Nucleotide sequence of plasmid pCNB1 from comamonas strain CNB-1 reveals novel genetic organization and evolution for 4-chloronitrobenzene degradation

Abstract

The nucleotide sequence of a new plasmid pCNB1 from Comamonas sp. strain CNB-1 that degrades 4-chloronitrobenzene (4CNB) was determined. pCNB1 belongs to the IncP-1beta group and is 91,181 bp in length. A total of 95 open reading frames appear to be involved in (i) the replication, maintenance, and transfer of pCNB1; (ii) resistance to arsenate and chromate; and (iii) the degradation of 4CNB. The 4CNB degradative genes and arsenate resistance genes were located on an extraordinarily large transposon (44.5 kb), proposed as TnCNB1. TnCNB1 was flanked by two IS1071 elements and represents a new member of the composite I transposon family. The 4CNB degradative genes within TnCNB1 were separated by various truncated genes and genetic homologs from other DNA molecules. Genes for chromate resistance were located on another transposon that was similar to the Tn21 transposon of the class II replicative family that is frequently responsible for the mobilization of mercury resistance genes.
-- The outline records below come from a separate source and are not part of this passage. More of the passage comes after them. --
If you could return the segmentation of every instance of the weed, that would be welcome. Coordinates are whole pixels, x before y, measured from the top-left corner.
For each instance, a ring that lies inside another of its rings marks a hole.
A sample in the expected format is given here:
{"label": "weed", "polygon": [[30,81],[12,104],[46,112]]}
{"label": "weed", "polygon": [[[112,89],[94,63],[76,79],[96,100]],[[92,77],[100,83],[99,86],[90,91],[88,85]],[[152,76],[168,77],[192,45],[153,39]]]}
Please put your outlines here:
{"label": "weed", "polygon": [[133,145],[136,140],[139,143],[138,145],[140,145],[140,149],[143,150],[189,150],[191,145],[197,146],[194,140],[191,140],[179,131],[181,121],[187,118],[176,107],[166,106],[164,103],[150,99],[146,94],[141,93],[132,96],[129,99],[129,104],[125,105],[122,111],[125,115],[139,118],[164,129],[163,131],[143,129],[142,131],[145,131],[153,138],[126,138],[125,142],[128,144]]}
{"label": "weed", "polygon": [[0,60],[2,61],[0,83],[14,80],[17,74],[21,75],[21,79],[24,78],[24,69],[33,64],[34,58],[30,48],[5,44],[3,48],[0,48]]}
Resistance to arsenate and chromate were experimentally confirmed, and transcriptions of arsenate and chromate resistance genes were demonstrated by reverse transcription-PCR. These results described a new member of the IncP-1beta plasmid family, and the findings suggest that gene deletion and acquisition as well as genetic rearrangement of DNA molecules happened during the evolution of the 4CNB degradation pathway on pCNB1.

FIG. 1.

Genetic organization (A) and G+C content (B) of pCNB1 from Comamonas sp. strain CNB-1. ORFs are numbered in series, and gene names in the backbone region are indicated. The details of loading regions are shown in Fig. 4. Average G+C contents of various regions are indicated by broken lines in panel B.

FIG. 2.

Analysis of oriV (A) and oriT (B) regions of pCNB1. (A) Triangles represent the binding sites for replication initiation protein. The two rectangles stand for GC-rich and AT-rich regions. The curve shows GC molar content variations of the oriV region, and the arrow indicates the direction of replication. (B) Pairwise alignment of oriT regions from pCNB1 (upper portion) and R751 (lower portion). The sequence in the box is recognized by TraI, and the nic site is identified by the vertical arrow. From right to left, the horizontal arrows show directions of TraK transcription, plasmid transfer, and TraJ transcription.

FIG. 3.

Features of putatively new transposons at the loading regions from pCNB1. (A) Genetic organization and repeat sequences of the Tn21-like transposon, which carries a chromate-resistant gene (ORF23/CHR). (B) Genes involved in the degradation of 4-chloronitrobenzene. (C) Schematic illustration of the novel TnCNB1 with five interrupted transposase genes. Deleted fragments are indicated by the gray hashed regions in the arrows. (D) Alignment of inverted repeat (IR) sequences flanking IS1071L and IS1071R.

FIG. 4.

Comparison of genetic organizations (A) and putative metabolic pathways (B) involved in the degradation of 4-chloronitrobenzene (upper reaction sequence of panel B) and nitrobenzene (lower reaction sequence of panel B) by Comamonas sp. strain CNB-1 and Pseudomonas putida HS12. Homologous genes are filled with the same pattern. I, choloronitrobenzene nitroreductase (CnbA/NbzA); II, hydroxylaminobenzene mutase (CnbB/NbzB); III, 5-chloro/2-aminophenol 1,6-dioxygenase (CnbCaCb/NbzCaCb); IV, aminomuconic semialdehyde dehydrogenase (CnbD/NbzD); V, aminomuconate deaminase (CnbH/NbzE); V′, 4-oxalocrotonate tautomerase (CnbG); VI, 4-oxalocrotonate decarboxylase (CnbF/NbzF); VII, 2-oxo-4-pentanoate hydratase (CnbE/NbzG). Unfilled ORFs (i.e., arrows) represent unknown functions or idle genes. Portions of ORFs that are black represent lost parts of truncated genes. The numbers between genetic clusters are the identity values of the corresponding ORFs based on amino acid sequences, and an asterisk indicates that identity was calculated from DNA sequences.